This seems to allow spread to take an array of functions as an input and spread it across a pattern. But I wonder how to actually read that ($). Does anyone know?
The $ is an operator in haskell with the following definition
($) :: (a -> b) -> a -> b
($) f x = f x
so seemingly it doesn't actually do anything, but the thing is that it has a very low precedence, so whatever is on it's right side will be evaluated first and than passed to whatever function is on it's left side. This is very useful for not having to type too many brackets.
if it is used without brackets, then it is in infix notation, which means you can write it between two expressions (like f $ x). If you write it in brackets, it is in prefix notation, so you can write ($) f x which doesn't make much sense unless you want to pass the operator itself as a function like in the example with spread.

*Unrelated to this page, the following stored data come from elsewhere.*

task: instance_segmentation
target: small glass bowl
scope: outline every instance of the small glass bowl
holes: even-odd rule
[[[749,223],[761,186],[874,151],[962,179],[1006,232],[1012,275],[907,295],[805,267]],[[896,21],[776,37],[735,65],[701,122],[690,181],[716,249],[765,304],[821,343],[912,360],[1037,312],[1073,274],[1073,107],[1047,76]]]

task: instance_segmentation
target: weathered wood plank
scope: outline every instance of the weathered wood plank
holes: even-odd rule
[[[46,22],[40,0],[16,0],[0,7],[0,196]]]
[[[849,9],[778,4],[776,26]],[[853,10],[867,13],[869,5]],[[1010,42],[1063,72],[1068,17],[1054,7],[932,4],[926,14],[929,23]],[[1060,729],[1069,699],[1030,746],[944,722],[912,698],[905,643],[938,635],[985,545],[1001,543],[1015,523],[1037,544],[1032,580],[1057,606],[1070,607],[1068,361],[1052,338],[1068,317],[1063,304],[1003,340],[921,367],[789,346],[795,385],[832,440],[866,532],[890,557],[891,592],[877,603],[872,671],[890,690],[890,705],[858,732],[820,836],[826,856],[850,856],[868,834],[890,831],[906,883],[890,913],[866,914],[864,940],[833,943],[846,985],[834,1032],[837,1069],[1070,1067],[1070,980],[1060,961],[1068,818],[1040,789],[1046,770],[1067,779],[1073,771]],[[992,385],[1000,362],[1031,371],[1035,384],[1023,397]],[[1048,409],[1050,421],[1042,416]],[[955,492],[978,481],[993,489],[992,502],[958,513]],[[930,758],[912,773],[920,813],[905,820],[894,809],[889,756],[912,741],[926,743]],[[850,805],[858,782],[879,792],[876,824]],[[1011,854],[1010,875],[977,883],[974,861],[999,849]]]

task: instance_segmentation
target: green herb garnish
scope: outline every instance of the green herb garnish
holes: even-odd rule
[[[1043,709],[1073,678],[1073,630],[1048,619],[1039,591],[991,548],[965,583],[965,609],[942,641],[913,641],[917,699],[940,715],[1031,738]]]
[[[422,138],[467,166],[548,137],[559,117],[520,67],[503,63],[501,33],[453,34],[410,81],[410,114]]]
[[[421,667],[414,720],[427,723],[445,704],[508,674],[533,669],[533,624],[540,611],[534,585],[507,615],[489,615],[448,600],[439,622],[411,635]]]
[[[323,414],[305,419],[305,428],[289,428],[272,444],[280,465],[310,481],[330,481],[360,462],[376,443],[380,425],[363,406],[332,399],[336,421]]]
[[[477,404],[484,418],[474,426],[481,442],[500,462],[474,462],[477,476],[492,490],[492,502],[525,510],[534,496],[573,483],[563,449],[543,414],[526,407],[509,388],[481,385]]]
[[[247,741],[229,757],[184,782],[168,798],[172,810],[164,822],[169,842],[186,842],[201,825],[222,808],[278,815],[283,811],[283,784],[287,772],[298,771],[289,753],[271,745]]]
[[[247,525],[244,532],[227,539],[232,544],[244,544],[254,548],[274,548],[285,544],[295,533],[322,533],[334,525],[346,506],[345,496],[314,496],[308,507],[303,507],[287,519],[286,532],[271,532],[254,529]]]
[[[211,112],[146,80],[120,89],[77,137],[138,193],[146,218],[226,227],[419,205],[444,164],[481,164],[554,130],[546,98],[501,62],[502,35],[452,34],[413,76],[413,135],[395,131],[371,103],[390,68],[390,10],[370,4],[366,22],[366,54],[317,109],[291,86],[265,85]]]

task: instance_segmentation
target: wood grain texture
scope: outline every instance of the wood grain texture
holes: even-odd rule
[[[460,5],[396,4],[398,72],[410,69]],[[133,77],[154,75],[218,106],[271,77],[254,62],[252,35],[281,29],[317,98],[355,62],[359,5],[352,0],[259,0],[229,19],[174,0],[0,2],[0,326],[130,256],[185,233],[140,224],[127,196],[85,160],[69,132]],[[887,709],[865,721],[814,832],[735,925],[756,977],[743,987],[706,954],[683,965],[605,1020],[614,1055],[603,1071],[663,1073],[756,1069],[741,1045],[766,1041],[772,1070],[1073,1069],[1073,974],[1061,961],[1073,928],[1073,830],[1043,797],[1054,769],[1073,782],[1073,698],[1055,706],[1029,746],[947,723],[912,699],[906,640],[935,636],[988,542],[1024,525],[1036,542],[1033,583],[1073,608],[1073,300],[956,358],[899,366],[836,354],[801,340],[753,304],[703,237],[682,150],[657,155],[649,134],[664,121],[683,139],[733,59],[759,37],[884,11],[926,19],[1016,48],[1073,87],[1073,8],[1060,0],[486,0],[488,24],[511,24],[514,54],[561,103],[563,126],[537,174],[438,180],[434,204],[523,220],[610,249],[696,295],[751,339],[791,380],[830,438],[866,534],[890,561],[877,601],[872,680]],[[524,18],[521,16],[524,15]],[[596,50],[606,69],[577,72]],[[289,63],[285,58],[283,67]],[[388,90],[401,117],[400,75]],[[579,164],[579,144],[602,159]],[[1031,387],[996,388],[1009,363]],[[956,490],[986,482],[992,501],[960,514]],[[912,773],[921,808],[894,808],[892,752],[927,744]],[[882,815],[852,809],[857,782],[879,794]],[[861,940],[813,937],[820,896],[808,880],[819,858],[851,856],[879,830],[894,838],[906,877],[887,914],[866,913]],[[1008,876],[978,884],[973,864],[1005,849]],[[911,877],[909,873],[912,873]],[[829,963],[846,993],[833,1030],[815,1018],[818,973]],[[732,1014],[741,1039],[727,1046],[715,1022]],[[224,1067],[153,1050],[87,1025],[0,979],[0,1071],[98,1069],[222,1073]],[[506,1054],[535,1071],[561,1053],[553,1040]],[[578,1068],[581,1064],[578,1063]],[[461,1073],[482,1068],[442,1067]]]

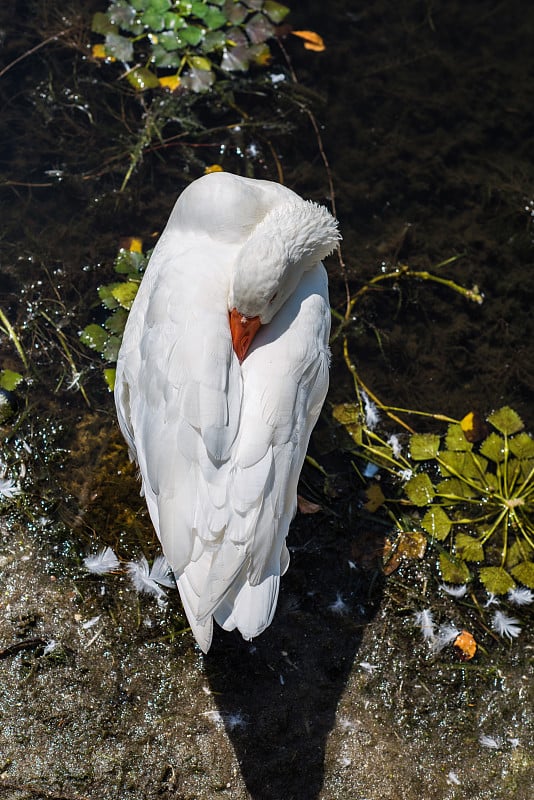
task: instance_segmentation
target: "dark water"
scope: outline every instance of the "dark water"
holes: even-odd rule
[[[391,405],[461,417],[506,403],[532,426],[534,12],[527,4],[333,0],[295,7],[294,27],[320,32],[326,50],[309,53],[288,38],[284,46],[299,85],[279,94],[265,87],[257,96],[240,79],[236,103],[262,127],[247,126],[239,111],[220,103],[206,108],[193,99],[187,113],[206,131],[191,125],[184,133],[182,124],[170,125],[165,142],[147,148],[124,191],[144,109],[116,82],[113,67],[89,58],[90,9],[103,5],[10,2],[0,9],[3,68],[21,57],[0,75],[1,303],[31,360],[20,403],[41,420],[63,424],[62,444],[75,450],[58,466],[68,502],[48,498],[48,508],[59,507],[75,530],[71,548],[105,540],[126,553],[134,549],[134,527],[129,540],[119,539],[125,516],[111,509],[115,488],[102,478],[111,399],[101,364],[77,337],[101,319],[96,290],[115,277],[121,237],[139,235],[150,246],[176,195],[212,163],[273,179],[281,169],[299,193],[331,200],[305,108],[318,120],[332,171],[351,293],[382,269],[405,264],[477,285],[485,298],[470,303],[423,280],[399,280],[369,293],[348,327],[362,379]],[[225,127],[236,122],[243,123],[238,131]],[[334,258],[329,271],[332,305],[343,314],[345,286]],[[0,347],[3,366],[21,369],[5,336]],[[350,401],[340,340],[333,343],[333,359],[331,402]],[[89,420],[78,374],[92,405]],[[327,403],[323,438],[328,420]],[[365,522],[351,516],[349,460],[325,449],[319,448],[321,458],[335,473],[331,516],[301,518],[294,530],[292,570],[272,629],[254,653],[219,637],[202,667],[223,718],[239,709],[249,721],[248,728],[229,733],[248,791],[262,800],[355,796],[354,786],[336,790],[333,779],[331,794],[320,794],[325,748],[382,585],[372,570],[356,579],[347,567]],[[305,480],[308,495],[320,498],[322,482],[313,471]],[[103,492],[106,502],[92,499]],[[126,495],[121,504],[128,503]],[[135,508],[139,546],[143,537],[150,542],[150,533]],[[359,609],[350,622],[328,610],[338,591]],[[380,624],[377,641],[386,622]],[[391,647],[404,666],[393,660],[389,676],[373,684],[392,708],[402,707],[395,675],[404,676],[410,658],[401,628],[391,635]],[[193,651],[182,648],[186,669],[193,670]],[[451,692],[447,712],[458,703],[467,728],[472,718],[461,699],[465,686],[440,678],[443,692]],[[414,696],[415,680],[409,681]],[[436,710],[423,706],[412,699],[402,707],[402,735],[409,735],[411,714],[432,736]],[[330,775],[336,763],[332,757]],[[419,796],[421,785],[427,784],[414,779],[410,797]],[[440,786],[448,791],[443,780]],[[527,797],[521,786],[516,790]],[[123,791],[134,796],[133,789]],[[490,796],[481,792],[476,796]],[[387,795],[377,789],[372,796]],[[497,789],[495,797],[506,796]]]

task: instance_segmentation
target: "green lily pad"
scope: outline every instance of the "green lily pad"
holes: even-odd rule
[[[410,436],[410,454],[414,461],[435,458],[440,445],[440,437],[434,433],[414,433]]]

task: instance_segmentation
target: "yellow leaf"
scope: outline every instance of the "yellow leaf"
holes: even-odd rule
[[[460,421],[460,427],[468,442],[480,442],[488,434],[488,426],[476,411],[466,414]]]
[[[181,83],[178,75],[165,75],[164,78],[158,80],[162,89],[168,89],[169,92],[175,92]]]
[[[108,56],[103,44],[94,44],[91,50],[93,58],[100,58],[102,61],[115,61],[113,56]]]
[[[120,246],[124,250],[128,250],[130,253],[143,252],[143,240],[140,239],[138,236],[130,236],[121,239]]]
[[[370,514],[374,514],[386,499],[378,483],[372,483],[371,486],[365,490],[365,496],[367,497],[367,502],[364,508],[366,511],[369,511]]]
[[[313,31],[291,31],[293,36],[298,36],[299,39],[304,39],[304,47],[306,50],[315,50],[321,53],[325,50],[325,44],[321,36]]]
[[[220,164],[212,164],[211,167],[204,169],[204,175],[209,175],[210,172],[224,172],[224,170]]]

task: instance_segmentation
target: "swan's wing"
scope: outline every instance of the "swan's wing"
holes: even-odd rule
[[[319,265],[260,331],[242,365],[241,420],[228,485],[234,513],[198,611],[201,618],[213,613],[247,639],[270,624],[288,565],[285,538],[298,478],[328,388],[329,330],[326,273]]]

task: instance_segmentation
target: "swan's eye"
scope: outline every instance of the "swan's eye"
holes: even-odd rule
[[[273,296],[271,297],[271,299],[269,300],[269,303],[274,303],[274,301],[276,300],[277,297],[278,297],[278,292],[275,292],[273,294]]]

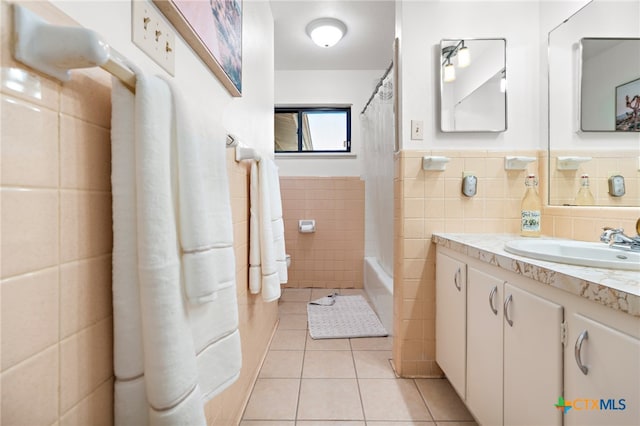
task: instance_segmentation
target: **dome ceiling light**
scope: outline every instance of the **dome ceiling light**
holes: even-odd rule
[[[307,25],[307,34],[320,47],[331,47],[347,33],[344,22],[335,18],[314,19]]]

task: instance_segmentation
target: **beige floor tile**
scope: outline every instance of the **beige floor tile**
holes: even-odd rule
[[[271,341],[270,350],[301,351],[304,350],[307,332],[305,330],[276,330]]]
[[[304,351],[269,351],[260,369],[261,378],[299,379]]]
[[[258,379],[244,410],[246,420],[294,420],[299,379]]]
[[[416,384],[436,421],[473,421],[448,380],[416,379]]]
[[[354,351],[390,351],[393,349],[392,337],[363,337],[350,339]]]
[[[243,420],[240,426],[295,426],[296,422],[286,420]]]
[[[282,330],[306,330],[306,314],[280,314],[278,328]]]
[[[356,379],[302,379],[299,420],[364,420]]]
[[[478,426],[476,422],[437,422],[436,426]]]
[[[280,296],[281,302],[308,302],[310,299],[310,288],[285,288]]]
[[[278,304],[280,314],[307,314],[307,302],[282,302]]]
[[[359,379],[394,379],[391,351],[353,351]]]
[[[350,351],[307,351],[304,355],[303,378],[356,378]]]
[[[367,420],[432,420],[413,380],[361,379],[359,384]]]
[[[436,426],[433,422],[385,422],[385,421],[367,421],[367,426]],[[450,426],[445,423],[445,426]]]
[[[296,426],[365,426],[364,422],[337,421],[299,421]]]
[[[349,339],[312,339],[307,335],[308,351],[348,351]]]

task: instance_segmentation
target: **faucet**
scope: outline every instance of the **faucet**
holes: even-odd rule
[[[640,235],[629,237],[624,234],[624,229],[609,226],[605,226],[602,230],[604,232],[600,235],[600,241],[603,243],[617,249],[640,251]]]

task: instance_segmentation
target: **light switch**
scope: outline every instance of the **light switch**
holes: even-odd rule
[[[424,139],[424,121],[411,120],[411,139],[412,140]]]

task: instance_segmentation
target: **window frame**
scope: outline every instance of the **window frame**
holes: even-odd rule
[[[298,126],[298,149],[297,151],[277,151],[275,147],[275,143],[273,146],[273,152],[278,155],[288,155],[288,154],[351,154],[351,106],[282,106],[274,108],[274,116],[275,114],[292,114],[296,113],[298,116],[298,123],[302,123],[302,115],[304,113],[316,113],[316,112],[345,112],[347,118],[347,146],[342,150],[317,150],[314,149],[312,151],[304,151],[303,141],[302,141],[302,127]],[[275,117],[274,117],[275,118]]]

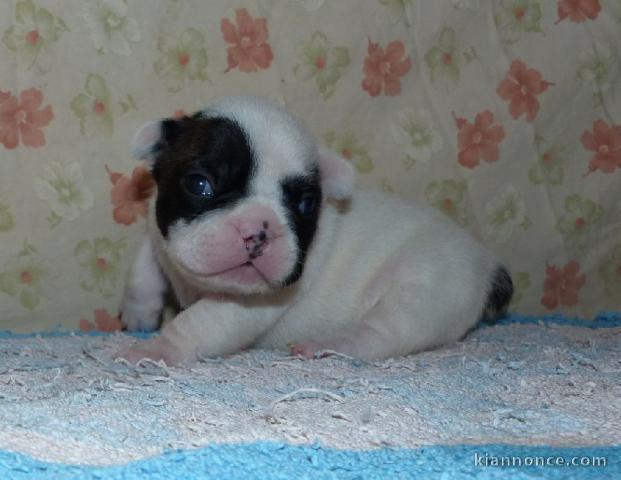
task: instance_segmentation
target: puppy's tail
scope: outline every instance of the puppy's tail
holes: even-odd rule
[[[487,302],[481,320],[485,323],[494,323],[499,318],[504,317],[507,314],[512,297],[513,281],[511,275],[504,266],[499,265],[493,271],[490,279]]]

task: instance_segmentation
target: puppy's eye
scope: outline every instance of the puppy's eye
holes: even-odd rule
[[[209,179],[200,173],[191,173],[185,176],[183,186],[189,193],[197,197],[211,197],[213,195],[213,187]]]
[[[298,202],[298,212],[304,216],[312,215],[317,209],[317,198],[312,193],[303,193]]]

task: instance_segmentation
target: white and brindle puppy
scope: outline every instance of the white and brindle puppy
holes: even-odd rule
[[[167,364],[247,347],[380,359],[460,339],[504,313],[498,259],[441,213],[354,189],[346,160],[277,106],[230,97],[134,138],[157,184],[121,305],[119,355]]]

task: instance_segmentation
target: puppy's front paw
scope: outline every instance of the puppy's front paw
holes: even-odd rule
[[[159,336],[151,340],[139,341],[131,347],[119,351],[116,359],[124,359],[137,365],[140,360],[148,359],[158,362],[163,360],[168,366],[178,365],[187,360],[187,355],[173,345],[166,337]]]
[[[121,323],[130,331],[155,330],[160,324],[160,309],[145,307],[124,300],[121,304]]]

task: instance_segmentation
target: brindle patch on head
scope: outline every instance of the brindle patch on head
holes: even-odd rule
[[[164,120],[162,137],[154,147],[153,176],[158,184],[155,205],[157,225],[166,237],[179,220],[225,208],[247,195],[255,159],[244,130],[228,118]],[[187,175],[209,179],[213,195],[197,197],[187,192]]]

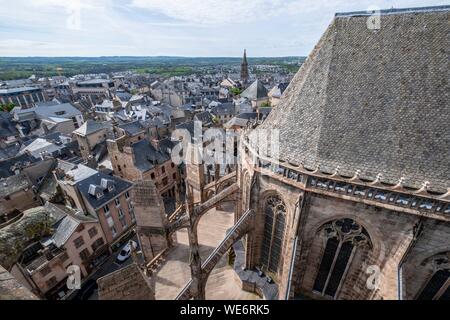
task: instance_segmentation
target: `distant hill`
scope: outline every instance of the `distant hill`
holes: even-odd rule
[[[251,65],[267,64],[286,67],[295,71],[304,57],[257,57],[248,58]],[[56,75],[62,68],[62,75],[82,73],[111,73],[133,70],[141,73],[161,75],[182,75],[195,72],[199,67],[235,66],[240,57],[0,57],[0,80]]]

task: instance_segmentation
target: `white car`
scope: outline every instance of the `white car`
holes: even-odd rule
[[[131,257],[131,246],[133,246],[134,249],[137,249],[137,243],[131,240],[122,248],[122,250],[120,250],[117,256],[117,262],[124,262]]]

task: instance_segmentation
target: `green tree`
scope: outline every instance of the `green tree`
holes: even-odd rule
[[[233,94],[233,96],[238,96],[242,93],[242,90],[236,87],[231,87],[230,92]]]
[[[271,106],[270,106],[270,102],[269,101],[267,101],[267,102],[263,102],[263,103],[261,103],[261,105],[260,105],[260,108],[270,108]]]
[[[213,115],[213,116],[212,116],[212,121],[213,121],[215,124],[219,123],[219,117]]]
[[[12,102],[7,104],[0,104],[0,110],[5,112],[10,112],[12,109],[14,109],[16,105]]]

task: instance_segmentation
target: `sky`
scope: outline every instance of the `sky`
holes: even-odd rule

Now the <$> operator has the following definition:
(<$>) :: Functor f => (a -> b) -> f a -> f b
(<$>) = fmap
this function basically defines the typeclass Functor. For us it is only important that the type constructor Pattern is part of that typeclass. More specifically we get the concrete function:
(<$>) :: (a -> b) -> Pattern a -> Pattern b
It is quite similar to ($) in that it applies a function to an input, but it also "lifts" that function to work on patterns, and not only on primitive values.
In your example (range 0 14 sine) is of type Pattern Double and you would like to apply floor to the Doubles inside the Pattern (think of patterns as containers). You can not just apply floor directly (with $), but you can use <$> instead.
I hope this makes it somewhat clear, but please feel free to ask questions!